Sono Nis Press, 1985. ISBN: 0-919203-84-1. 6 x 9, 104 pages. $6.95

Bookman Summary2

Mythic and dionysiac poetry, as well as the bittersweet “M.L.S.”, a portrait of two years spent in the gold-mining town of Hedley. Once fantastically rich, Hedley now lies at the bottom of the socio-economic heap.

Bookman reviews2

The Eleusinian mysteries, from which Rhenisch evidently takes his title, are the rites in celebration of Demeter and Persephone, the Greek deities of earth and the seasons. Rhenisch’s poetry uses women and nature a great deal to create a world a little beyond the everyday, a place of feeling and idea and event in which humans are conected to the earth and the elements. A rhapsodical vision creates many of these poems; some are explicit allegories, as “Thursday Night,” in which a poem comes walking up out of the tomato field and dumps itself on the poet’s desk. A surreal quality reveals itself also in poem on memory: the bizarre and the fragmented qualities of a photograph album, mysterious and grotesque, are reduced and explained, yet also emphasized and expanded upon. This creates a disturbing sense of a life past and remote and still able, also, to trouble the present.
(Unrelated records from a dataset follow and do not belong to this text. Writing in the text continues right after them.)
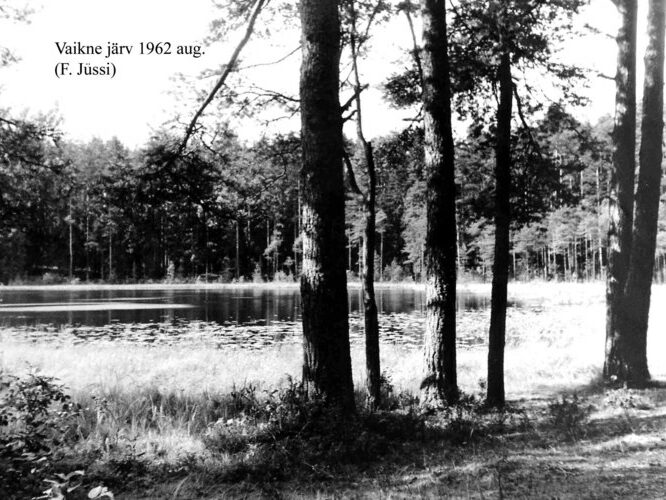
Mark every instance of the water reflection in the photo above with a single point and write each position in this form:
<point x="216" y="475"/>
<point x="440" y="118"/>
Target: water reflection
<point x="240" y="306"/>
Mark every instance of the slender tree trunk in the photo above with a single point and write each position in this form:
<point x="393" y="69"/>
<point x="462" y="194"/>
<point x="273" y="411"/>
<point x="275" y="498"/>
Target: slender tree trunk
<point x="633" y="323"/>
<point x="237" y="250"/>
<point x="327" y="361"/>
<point x="497" y="334"/>
<point x="621" y="195"/>
<point x="368" y="200"/>
<point x="71" y="242"/>
<point x="439" y="383"/>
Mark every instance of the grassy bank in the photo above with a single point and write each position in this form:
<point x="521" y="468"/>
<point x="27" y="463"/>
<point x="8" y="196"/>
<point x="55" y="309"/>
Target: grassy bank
<point x="188" y="421"/>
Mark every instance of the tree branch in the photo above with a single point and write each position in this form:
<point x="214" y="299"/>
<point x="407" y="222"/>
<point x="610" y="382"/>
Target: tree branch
<point x="227" y="70"/>
<point x="519" y="106"/>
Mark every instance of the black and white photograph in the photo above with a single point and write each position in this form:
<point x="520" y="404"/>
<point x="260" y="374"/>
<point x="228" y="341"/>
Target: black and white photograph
<point x="293" y="249"/>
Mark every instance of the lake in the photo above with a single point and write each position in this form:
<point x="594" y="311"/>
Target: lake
<point x="238" y="305"/>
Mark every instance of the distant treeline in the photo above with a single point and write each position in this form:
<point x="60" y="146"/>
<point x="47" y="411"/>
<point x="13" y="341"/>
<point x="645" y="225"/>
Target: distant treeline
<point x="227" y="211"/>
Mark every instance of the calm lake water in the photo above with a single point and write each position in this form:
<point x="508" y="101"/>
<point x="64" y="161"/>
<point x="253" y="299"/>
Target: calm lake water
<point x="242" y="305"/>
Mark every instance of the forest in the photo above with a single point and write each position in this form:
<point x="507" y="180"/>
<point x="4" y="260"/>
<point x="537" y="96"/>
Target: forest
<point x="228" y="212"/>
<point x="547" y="385"/>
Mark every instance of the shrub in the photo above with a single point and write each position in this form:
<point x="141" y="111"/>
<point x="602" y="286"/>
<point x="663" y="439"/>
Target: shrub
<point x="36" y="419"/>
<point x="570" y="416"/>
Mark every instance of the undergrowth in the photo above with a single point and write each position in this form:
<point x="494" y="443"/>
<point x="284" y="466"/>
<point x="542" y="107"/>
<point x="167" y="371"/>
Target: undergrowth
<point x="52" y="447"/>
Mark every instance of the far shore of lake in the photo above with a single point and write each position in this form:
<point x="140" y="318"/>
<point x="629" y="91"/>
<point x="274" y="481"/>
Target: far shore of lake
<point x="462" y="285"/>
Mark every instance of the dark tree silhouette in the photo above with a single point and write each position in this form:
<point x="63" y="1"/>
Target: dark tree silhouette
<point x="618" y="364"/>
<point x="633" y="323"/>
<point x="497" y="332"/>
<point x="439" y="384"/>
<point x="327" y="361"/>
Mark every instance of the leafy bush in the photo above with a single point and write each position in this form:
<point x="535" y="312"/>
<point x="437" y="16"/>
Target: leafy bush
<point x="36" y="419"/>
<point x="627" y="399"/>
<point x="570" y="416"/>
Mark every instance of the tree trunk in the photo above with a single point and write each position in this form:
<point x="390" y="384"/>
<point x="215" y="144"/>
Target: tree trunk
<point x="621" y="192"/>
<point x="497" y="334"/>
<point x="371" y="321"/>
<point x="633" y="323"/>
<point x="439" y="383"/>
<point x="327" y="361"/>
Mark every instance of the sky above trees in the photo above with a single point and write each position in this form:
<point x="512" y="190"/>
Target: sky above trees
<point x="147" y="91"/>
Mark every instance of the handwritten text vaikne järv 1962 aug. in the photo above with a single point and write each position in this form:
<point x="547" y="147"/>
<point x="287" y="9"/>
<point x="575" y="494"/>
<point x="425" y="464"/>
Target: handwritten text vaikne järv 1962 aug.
<point x="100" y="57"/>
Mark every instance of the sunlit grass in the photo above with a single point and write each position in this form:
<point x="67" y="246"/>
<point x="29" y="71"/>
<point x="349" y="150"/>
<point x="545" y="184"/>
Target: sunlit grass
<point x="161" y="400"/>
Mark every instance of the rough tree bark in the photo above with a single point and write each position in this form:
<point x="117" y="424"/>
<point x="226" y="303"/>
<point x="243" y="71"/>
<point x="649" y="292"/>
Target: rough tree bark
<point x="371" y="320"/>
<point x="327" y="361"/>
<point x="621" y="196"/>
<point x="497" y="332"/>
<point x="439" y="385"/>
<point x="633" y="323"/>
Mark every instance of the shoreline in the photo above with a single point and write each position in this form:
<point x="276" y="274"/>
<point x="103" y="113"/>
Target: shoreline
<point x="353" y="285"/>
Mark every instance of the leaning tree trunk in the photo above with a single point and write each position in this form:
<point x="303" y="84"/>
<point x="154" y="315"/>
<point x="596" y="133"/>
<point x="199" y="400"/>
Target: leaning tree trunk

Alan Thomas, Canadian Book Review Annual

bookman excerpts2

SECOND SONG FOR THE MOON

The ocean rolls against my shore,
a grey pool of light.

Days push through to me across the water,
low flying birds, storm:

gulls rise up before me,
thin white flecks of earth,

screaming out of the light.
They are ash, anger.

If night were to come to me out of water
and if she were to hold her breath and say

I am death, I am darkness , I could shrug now,
and say yes, I know, we have drowned long ago,

there are only dreams, this earth
that ripples and sways beneath our feet—

but what use is this language now we are swimming
where dreams have come clear in light?

Of light I know nothing
except it is twin of darkness
and is also pain.

The point at which we could still
turn back is gone

and the way back is lost;
all time is now:

of clarity I know nothing.

I don’t live in memory:

I want to hold my thought down to one thing
but cannot:

it blows up around me—
a world I would have never dreamed:

it has dreamed itself out of nothing

and hovers over that first thought
like a gull over grey waves,
its wings folding night,

a swirl of sea.

Dark shapes rise out of the salt
into streaming air,

as still as hope—
and with the same bewilderment;

I cannot hold them to any form,
except the power deep within them,

flowing around them,

such as the earth
enclosing a man’s heart with her body.

Only in the light are we men:
we don’t know the dogs

that howl in our bones, restless under the moon,
the moon scattering them like leaves,

across its seething flesh, this
swaying, love-sick body.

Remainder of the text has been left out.